Evaluating Traditional Machine Learning Models for Predicting Diabetes Onset Using the Pima Indians Dataset

Faith Nassiwa; Jiahui Zeng

Faith Nassiwa^* and Jiahui Zeng

Department of Computer Science, Khoury College of Computer Sciences, Northeastern University, Boston, USA, Email: sanjaypandeyaiimspatna@gmail.com

^*Correspondence: Faith Nassiwa, Department of Computer Science, Khoury College of Computer Sciences, Northeastern University, Boston, USA, Email: sanjaypandeyaiimspatna@gmail.com

Received: 08-Jul-2024, Manuscript No. amhsr-24-140802; Editor assigned: 10-Jul-2024, Pre QC No. amhsr-24-140802 (PQ); Reviewed: 24-Jul-2024 QC No. amhsr-24-140802; Revised: 01-Aug-2024, Manuscript No. amhsr-24-140802 (R); Published: 07-Aug-2024

Citation: Nassiwa F, et al. Evaluating Traditional Machine Learning Models for Predicting Diabetes Onset Using the Pima Indians Dataset.
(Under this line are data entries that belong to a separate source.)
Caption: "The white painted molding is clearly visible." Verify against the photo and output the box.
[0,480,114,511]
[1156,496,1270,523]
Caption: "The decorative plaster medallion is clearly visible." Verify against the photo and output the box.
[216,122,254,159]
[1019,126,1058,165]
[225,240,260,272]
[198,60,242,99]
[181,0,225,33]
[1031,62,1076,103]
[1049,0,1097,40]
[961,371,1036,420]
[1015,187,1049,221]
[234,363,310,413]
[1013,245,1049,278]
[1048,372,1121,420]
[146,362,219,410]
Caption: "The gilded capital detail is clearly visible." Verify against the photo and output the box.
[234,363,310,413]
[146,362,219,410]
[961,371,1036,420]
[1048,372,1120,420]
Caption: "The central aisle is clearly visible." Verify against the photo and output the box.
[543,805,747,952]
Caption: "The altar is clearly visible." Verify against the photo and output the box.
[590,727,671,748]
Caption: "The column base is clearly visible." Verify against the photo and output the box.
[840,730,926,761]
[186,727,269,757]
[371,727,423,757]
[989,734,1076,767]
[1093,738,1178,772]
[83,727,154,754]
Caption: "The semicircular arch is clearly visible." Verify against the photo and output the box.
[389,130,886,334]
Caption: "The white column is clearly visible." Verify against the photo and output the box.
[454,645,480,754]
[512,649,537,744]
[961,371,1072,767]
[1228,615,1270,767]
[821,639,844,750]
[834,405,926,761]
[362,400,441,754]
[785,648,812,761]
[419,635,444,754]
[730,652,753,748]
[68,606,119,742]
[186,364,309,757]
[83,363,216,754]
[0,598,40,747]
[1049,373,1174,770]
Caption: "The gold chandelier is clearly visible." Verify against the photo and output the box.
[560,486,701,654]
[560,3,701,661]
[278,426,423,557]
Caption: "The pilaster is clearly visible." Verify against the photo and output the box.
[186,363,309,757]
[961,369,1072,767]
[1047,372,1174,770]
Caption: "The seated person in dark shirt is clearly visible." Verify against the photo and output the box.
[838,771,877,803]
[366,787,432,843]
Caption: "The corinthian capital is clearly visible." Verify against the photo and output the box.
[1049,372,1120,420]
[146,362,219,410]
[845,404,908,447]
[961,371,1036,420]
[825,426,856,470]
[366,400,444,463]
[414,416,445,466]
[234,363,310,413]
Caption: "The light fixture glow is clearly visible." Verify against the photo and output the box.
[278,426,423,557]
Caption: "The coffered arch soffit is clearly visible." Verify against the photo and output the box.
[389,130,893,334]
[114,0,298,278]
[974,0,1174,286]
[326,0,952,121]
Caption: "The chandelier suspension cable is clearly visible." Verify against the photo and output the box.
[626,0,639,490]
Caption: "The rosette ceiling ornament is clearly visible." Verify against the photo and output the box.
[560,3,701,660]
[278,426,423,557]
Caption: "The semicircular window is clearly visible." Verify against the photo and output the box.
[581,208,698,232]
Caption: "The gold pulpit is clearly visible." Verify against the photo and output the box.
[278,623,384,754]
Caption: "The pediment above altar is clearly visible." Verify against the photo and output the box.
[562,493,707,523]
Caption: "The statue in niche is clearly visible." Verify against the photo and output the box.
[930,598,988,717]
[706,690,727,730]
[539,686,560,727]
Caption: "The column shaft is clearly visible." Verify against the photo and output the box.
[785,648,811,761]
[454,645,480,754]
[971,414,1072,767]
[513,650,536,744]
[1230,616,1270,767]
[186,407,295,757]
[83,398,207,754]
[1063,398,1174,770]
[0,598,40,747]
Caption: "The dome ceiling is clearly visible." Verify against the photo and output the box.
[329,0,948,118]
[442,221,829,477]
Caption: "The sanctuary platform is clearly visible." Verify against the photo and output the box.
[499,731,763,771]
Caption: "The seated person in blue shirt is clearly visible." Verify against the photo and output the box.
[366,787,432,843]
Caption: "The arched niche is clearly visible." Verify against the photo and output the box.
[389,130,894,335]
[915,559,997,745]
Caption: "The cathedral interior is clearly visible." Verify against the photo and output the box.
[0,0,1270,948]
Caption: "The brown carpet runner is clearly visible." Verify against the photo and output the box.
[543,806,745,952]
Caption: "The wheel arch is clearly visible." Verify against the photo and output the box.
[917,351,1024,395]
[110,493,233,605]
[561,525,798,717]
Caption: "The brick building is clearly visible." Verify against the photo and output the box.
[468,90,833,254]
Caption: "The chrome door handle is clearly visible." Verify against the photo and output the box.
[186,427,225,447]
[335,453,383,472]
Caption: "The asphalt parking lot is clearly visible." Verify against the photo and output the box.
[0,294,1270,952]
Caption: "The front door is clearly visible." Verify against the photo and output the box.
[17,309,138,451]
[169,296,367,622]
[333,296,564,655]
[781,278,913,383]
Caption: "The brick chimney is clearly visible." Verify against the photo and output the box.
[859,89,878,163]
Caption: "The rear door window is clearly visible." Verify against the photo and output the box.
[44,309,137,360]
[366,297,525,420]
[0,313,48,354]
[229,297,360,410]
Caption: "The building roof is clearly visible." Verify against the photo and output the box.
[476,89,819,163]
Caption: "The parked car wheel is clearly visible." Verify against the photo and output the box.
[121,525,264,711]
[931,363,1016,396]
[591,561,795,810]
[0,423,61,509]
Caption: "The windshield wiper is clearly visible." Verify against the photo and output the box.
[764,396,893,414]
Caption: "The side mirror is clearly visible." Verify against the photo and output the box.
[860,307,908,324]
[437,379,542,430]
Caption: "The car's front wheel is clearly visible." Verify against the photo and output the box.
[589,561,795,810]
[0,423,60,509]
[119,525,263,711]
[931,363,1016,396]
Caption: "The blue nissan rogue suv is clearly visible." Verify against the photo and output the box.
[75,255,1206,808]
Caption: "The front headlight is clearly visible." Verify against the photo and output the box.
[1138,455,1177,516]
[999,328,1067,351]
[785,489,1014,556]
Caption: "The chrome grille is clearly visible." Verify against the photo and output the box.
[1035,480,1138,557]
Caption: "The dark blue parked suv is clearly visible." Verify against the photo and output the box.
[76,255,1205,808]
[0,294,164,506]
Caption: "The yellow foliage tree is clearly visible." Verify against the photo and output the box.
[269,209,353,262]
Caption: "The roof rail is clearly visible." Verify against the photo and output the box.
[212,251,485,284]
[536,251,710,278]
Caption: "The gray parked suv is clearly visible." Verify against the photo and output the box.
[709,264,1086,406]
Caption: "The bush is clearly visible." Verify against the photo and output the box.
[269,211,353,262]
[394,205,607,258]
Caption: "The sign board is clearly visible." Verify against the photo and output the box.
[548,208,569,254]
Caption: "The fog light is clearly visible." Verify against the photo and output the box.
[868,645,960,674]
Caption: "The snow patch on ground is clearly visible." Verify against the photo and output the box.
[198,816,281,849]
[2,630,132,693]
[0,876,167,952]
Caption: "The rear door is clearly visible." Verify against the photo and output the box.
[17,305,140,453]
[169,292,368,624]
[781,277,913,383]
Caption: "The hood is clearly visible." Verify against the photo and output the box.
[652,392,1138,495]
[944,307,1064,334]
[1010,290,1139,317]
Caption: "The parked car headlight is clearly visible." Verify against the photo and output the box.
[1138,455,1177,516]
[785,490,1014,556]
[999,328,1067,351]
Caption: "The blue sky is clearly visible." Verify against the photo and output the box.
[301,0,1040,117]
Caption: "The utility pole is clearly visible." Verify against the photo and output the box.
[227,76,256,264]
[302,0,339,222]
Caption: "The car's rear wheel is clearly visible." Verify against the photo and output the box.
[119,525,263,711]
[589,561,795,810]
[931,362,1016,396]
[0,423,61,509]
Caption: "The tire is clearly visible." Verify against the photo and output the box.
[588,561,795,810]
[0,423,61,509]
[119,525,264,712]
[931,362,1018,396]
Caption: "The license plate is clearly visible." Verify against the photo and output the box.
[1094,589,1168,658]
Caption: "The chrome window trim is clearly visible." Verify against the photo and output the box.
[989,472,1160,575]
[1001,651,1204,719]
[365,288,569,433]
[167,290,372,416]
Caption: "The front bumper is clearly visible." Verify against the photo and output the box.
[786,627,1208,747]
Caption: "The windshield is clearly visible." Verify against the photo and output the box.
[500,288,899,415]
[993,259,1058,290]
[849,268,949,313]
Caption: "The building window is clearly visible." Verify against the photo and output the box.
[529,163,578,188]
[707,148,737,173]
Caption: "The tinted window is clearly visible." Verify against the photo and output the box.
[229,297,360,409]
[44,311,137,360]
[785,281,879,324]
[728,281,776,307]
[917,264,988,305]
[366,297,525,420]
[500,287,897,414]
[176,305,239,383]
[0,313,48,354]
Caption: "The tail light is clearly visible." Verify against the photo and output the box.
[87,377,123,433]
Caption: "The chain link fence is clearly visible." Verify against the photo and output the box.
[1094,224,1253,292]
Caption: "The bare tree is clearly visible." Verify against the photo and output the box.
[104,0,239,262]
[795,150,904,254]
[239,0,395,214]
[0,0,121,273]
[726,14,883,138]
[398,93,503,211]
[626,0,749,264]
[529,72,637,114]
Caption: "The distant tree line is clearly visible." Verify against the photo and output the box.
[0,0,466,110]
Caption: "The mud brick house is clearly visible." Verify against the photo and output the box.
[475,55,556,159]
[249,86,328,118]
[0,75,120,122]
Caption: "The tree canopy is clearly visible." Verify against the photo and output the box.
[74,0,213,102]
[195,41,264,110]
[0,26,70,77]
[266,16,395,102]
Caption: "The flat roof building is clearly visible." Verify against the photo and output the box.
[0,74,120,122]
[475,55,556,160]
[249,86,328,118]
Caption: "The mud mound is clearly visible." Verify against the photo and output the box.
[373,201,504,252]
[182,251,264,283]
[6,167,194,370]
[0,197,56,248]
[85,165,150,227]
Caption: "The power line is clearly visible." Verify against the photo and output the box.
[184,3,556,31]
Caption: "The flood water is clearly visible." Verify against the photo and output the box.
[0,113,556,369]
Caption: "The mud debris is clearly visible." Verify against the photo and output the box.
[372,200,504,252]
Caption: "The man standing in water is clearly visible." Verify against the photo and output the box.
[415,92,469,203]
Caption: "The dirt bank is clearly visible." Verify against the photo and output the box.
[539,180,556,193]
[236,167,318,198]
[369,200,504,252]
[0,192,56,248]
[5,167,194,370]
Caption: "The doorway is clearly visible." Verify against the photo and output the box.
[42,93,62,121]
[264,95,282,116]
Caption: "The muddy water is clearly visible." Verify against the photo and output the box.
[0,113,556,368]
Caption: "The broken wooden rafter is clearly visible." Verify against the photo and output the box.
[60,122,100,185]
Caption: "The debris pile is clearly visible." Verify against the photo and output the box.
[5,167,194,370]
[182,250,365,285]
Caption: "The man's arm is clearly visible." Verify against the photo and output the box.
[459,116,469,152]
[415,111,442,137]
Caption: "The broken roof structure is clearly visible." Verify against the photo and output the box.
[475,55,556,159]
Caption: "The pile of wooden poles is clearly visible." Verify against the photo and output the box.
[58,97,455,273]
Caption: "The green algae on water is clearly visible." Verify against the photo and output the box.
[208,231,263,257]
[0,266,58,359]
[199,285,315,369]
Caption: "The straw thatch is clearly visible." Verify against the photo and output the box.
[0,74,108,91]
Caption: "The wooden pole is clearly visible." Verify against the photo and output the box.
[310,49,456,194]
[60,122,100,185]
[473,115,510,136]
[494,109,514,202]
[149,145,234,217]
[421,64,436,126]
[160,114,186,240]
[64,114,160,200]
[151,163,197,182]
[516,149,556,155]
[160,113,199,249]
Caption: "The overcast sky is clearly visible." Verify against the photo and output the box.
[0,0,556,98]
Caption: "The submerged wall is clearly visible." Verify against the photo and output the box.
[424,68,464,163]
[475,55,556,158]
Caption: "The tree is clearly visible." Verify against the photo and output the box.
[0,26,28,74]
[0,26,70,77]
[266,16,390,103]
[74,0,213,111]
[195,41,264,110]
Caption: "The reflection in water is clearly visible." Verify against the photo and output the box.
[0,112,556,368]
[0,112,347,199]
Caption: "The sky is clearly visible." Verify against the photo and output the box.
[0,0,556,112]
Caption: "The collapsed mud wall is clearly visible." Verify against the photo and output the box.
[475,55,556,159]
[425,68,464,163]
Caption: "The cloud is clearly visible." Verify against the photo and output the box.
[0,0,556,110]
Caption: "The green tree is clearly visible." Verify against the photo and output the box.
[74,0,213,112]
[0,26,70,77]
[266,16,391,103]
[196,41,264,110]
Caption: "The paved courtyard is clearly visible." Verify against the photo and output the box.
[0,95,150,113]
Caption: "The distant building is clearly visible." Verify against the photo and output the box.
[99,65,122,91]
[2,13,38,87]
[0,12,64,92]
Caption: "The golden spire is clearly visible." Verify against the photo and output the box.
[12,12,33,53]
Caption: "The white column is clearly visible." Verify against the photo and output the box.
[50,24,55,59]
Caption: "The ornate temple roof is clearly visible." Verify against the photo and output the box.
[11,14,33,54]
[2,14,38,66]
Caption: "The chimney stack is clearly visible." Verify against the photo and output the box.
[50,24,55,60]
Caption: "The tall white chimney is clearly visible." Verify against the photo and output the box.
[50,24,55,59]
Ann Med Health Sci Res. 2024;14:1010-1015.

This open-access article is distributed under the terms of the Creative Commons Attribution Non-Commercial License (CC BY-NC) (http://creativecommons.org/licenses/by-nc/4.0/), which permits reuse, distribution and reproduction of the article, provided that the original work is properly cited and the reuse is restricted to noncommercial purposes. For commercial reuse, contact reprints@pulsus.com

Abstract

Diabetes is a leading disease in the world. With the seriousness of diabetes and its complexity in diagnosis, we aimed to produce a model to help with prediction of onset of diabetes. Three models, logistic regression, gradient boosting and random forest were performed and evaluated to predict the onset of diabetes. A dataset of size 768 that includes information about some indian population were used. the population are specific to indian women that are at least 21 years old and of Pima Indian Heritage. Methods of standardizing including Synthetic Minority Oversampling Technique (SMOTE) and hyperparameter tuning are performed.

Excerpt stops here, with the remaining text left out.